1) Given the imprecision of fielding metrics, I always argue it's better to view many rather than place exclusive reliance on one. For the record, then, here are Manny's FRAA (per BProsp) from '01-'05:

2, -6, -7, -11, -13

And here are his Zone Ratings as a LF for the same period:

.877, .779, .789, .750, .729

2) Both metrics support the view that Manny's defense is below average and it's in steady decline. That would, in turn, support the idea that it's time to move him. And since Ortiz occupies DH, the move might logically be out of town (sorry, karl).

3) Neither of these other metrics, however, is consistent with the implication of the UZR numbers that Manny's D is historically, catastrophically costly. I share the view of others that the UZR method, whatever its other virtues, might be throwing a rod in this case. My reason:

By my calculations (from Zone Rating data), the average LF sees 367 flyballs and line drives hit into his zone over a season, and converts .867 of them, or 318, into outs. Manny's execrable .729 ZR in '05 means that he converted 268 of these opportunities into outs, or 50 fewer than the average LF. UZR is telling us that each one of these 50 became a run. That's possible, but it seems terribly unlikely--or is a by-product of terrible luck, whereby each time Manny butchered a flyball there were runners in scoring position, or such. My math might be off, but I think this is what other UZR doubters were getting at: a LF just doesn't get that many opportunities to be 50 runs below average.

4) If Manny can't be moved, then the FO and Tito would need to be raked over the coals for not having a Gene Stephens-esque caddy around and using him to minimize damage. I.e., there should be days (flyball pitchers in spacious parks, at the least) when Ortiz sits or tests his knees at 1B, and a rangy guy plays LF and Manny DHs. I suspect he's likely to cost the Sox 1.5 to 2.0 wins per year in LF in full-time duty--but that can be mitigated somewhat if he's used more wisely.
   35. ellsbury my heart at wounded knee Posted: January 01, 2006 at 09:01 PM (#1802003)
I don't really understand fielding metrics, but if those stats somehow correct for the left field wall, which decreases the amount of ground Manny has to cover in left, than in a larger LF Manny would be absolutely abyssmal. I just can't wrap my head around how bad that would be.
   36. RB in NYC (Now Semi-Retired from BBTF) Posted: January 01, 2006 at 09:03 PM (#1802008)
Darren, does UZR correct for park effects? Left in Fenway has always chipped away at a leftfielders opportunities because so many of the doubles hit there are uncatchable.

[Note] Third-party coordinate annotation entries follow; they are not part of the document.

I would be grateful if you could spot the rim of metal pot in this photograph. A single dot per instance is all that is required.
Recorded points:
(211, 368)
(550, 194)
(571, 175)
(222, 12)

Post 16 addresses this point, to some extent
   37. Sam M. Posted: January 01, 2006 at 09:15 PM (#1802022)
Manny on the other hand is a good reliable soldier

That has to be a strong early contender for the 2006 Did He Really Write That? Primey.
   38. karlmagnus Posted: January 01, 2006 at 09:59 PM (#1802072)
Manny's performance variance is very low indeed; you know what you're going to get. He also doesn't cause in-season hiccups by prima donnaing. The only hiccups come when these halfwits attempt to trade him every 6 months. I repeat: TRADE FATSO, KEEP MANNY. THAT is what a truly superior trader would do, but then Henry is clearly NOT a truly superior trader. I think a really top-notch GM would keep both, but then he'd have kept Pedro and Damon, too.
   39. sublime Posted: January 01, 2006 at 10:42 PM (#1802121)
Manny's performance variance is very low indeed; you know what you're going to get. He also doesn't cause in-season hiccups by prima donnaing. The only hiccups come when these halfwits attempt to trade him every 6 months. I repeat: TRADE FATSO, KEEP MANNY. THAT is what a truly superior trader would do, but then Henry is clearly NOT a truly superior trader. I think a really top-notch GM would keep both, but then he'd have kept Pedro and Damon, too.


why do you ignore when people pick apart your attacks on the FO, or ideas you present?

again, from a pure HITTING standpoint ortiz has been the better player the last two seasons, is younger (maybe offset by having a smaller SS of success than manny) and costs 1/3 as much. in other words, looking to move him to have a spot for manny is asinine unless you get back a adam dunn/jason bay type.
   40. tfbg9 Posted: January 01, 2006 at 10:57 PM (#1802136)
My eyes tell me that Manny gets to nothing anymore. That said, there is no way I can picture anybody being -50 runs per 150 as a corner outfielder, outside of Chief Ironside in Coors.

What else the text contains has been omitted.